The Strait of Hormuz closed. And palm oil, the world’s most-consumed vegetable oil and a base ingredient in shortening, bread, and foodstuffs across the Gulf, kept moving.

The routes that held

The industry moved fast. Saudi Arabia’s ports at Jeddah and Yanbu on the Red Sea coast continued to receive shipments. Sohar and Salalah in Oman, positioned outside the Strait, stepped up. Colombo in Sri Lanka became an interim discharge point, with cargoes offloaded and redistributed onward.

What appeared to be improvisation was in fact the activation of relationships and infrastructure built over the years. The alternative port configurations that buyers and shippers are relying on today were not invented in March 2026. COVID-19 demonstrated that the palm oil supply chain could absorb significant shocks while continuing to operate.
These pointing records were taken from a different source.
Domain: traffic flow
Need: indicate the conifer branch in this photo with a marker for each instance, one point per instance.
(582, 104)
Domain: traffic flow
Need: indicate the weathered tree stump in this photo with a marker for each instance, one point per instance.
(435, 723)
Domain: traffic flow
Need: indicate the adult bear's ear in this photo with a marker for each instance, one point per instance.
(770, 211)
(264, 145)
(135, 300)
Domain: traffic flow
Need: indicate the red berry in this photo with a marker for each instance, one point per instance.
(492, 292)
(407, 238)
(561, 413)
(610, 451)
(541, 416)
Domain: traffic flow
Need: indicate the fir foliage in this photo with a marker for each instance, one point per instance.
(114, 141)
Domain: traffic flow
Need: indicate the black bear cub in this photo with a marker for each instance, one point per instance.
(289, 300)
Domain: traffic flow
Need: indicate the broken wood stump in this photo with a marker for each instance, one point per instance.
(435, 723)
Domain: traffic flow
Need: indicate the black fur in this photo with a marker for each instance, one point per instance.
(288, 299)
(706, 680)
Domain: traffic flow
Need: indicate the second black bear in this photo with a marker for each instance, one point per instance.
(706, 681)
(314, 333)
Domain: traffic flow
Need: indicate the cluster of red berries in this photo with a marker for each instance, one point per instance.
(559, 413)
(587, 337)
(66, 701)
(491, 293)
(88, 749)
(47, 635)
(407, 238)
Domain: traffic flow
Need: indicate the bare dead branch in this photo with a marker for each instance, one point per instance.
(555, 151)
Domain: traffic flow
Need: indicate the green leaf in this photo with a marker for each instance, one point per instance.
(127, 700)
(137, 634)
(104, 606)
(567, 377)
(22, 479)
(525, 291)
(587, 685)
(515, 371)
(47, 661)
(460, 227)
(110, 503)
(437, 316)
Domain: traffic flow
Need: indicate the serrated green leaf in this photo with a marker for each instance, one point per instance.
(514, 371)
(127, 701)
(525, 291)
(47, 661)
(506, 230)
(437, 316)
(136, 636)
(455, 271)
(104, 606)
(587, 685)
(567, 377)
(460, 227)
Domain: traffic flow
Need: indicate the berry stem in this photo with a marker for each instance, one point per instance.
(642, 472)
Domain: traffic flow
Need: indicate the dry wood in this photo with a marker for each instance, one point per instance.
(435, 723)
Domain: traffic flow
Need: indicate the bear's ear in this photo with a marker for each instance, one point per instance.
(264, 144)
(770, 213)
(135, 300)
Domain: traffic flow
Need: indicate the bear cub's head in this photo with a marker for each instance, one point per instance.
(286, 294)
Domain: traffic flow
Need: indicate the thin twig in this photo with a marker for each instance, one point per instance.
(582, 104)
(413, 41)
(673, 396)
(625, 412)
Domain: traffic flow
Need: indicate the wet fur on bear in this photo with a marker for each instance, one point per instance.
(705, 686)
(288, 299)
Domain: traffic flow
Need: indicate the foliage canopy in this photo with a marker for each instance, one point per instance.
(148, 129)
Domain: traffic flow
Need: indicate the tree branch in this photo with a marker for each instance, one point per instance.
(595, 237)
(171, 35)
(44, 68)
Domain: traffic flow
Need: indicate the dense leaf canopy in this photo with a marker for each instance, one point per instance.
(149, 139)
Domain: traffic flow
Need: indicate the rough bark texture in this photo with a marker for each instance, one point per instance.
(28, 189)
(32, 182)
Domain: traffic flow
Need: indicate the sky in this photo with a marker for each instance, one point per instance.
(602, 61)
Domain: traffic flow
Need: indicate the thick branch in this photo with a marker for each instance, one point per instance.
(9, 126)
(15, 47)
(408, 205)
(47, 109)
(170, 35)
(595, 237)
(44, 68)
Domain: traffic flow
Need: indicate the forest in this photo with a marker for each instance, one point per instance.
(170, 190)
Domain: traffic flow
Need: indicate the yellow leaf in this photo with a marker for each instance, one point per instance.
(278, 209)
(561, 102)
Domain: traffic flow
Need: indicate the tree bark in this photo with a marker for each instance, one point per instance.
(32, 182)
When labour shortages tightened supply and demand uncertainty rattled markets, the industry responded with forward purchasing, diversified sourcing and stronger inventory planning. Those responses did not disappear when the pandemic ended. Each disruption added something to the system’s institutional memory.

What the data reflects

The trade relationship between Malaysia and the Gulf is both strong and long-lasting. Across the MENA region, palm oil imports have grown from 3.2 million tonnes in 2020 to 4.3 million tonnes in 2025. In the two months before the crisis hit, Malaysian palm oil exports were already running at 2.6 million metric tonnes, up approximately 406,000 metric tonnes year-on-year. That foundation held when it needed to. Even as the disruption unfolded, underlying demand remained firm, with cargoes continuing to be dispatched from Malaysia for key Gulf markets. In March, shipments bound for the UAE reached approximately 44,000 metric tonnes, with a further 21,000 metric tonnes allocated to Iran and 12,000 metric tonnes to Saudi Arabia. In Saudi Arabia, buffer stocks are estimated at around 80,000 metric tonnes, while GCC food manufacturers typically hold between one and three months of consumption in reserve. When the disruption came, that stock bought the industry time to respond.

Resilience is cumulative

There is a tendency in moments like this to attribute supply chain resilience to real-time decision-making. The more accurate reading is that resilience is cumulative. What is keeping palm oil moving toward Gulf markets in April 2026 is not primarily the decisions being made now. It is the decisions made before: to diversify discharge options, to build buffer stock discipline, to build a network wider than the most obvious route.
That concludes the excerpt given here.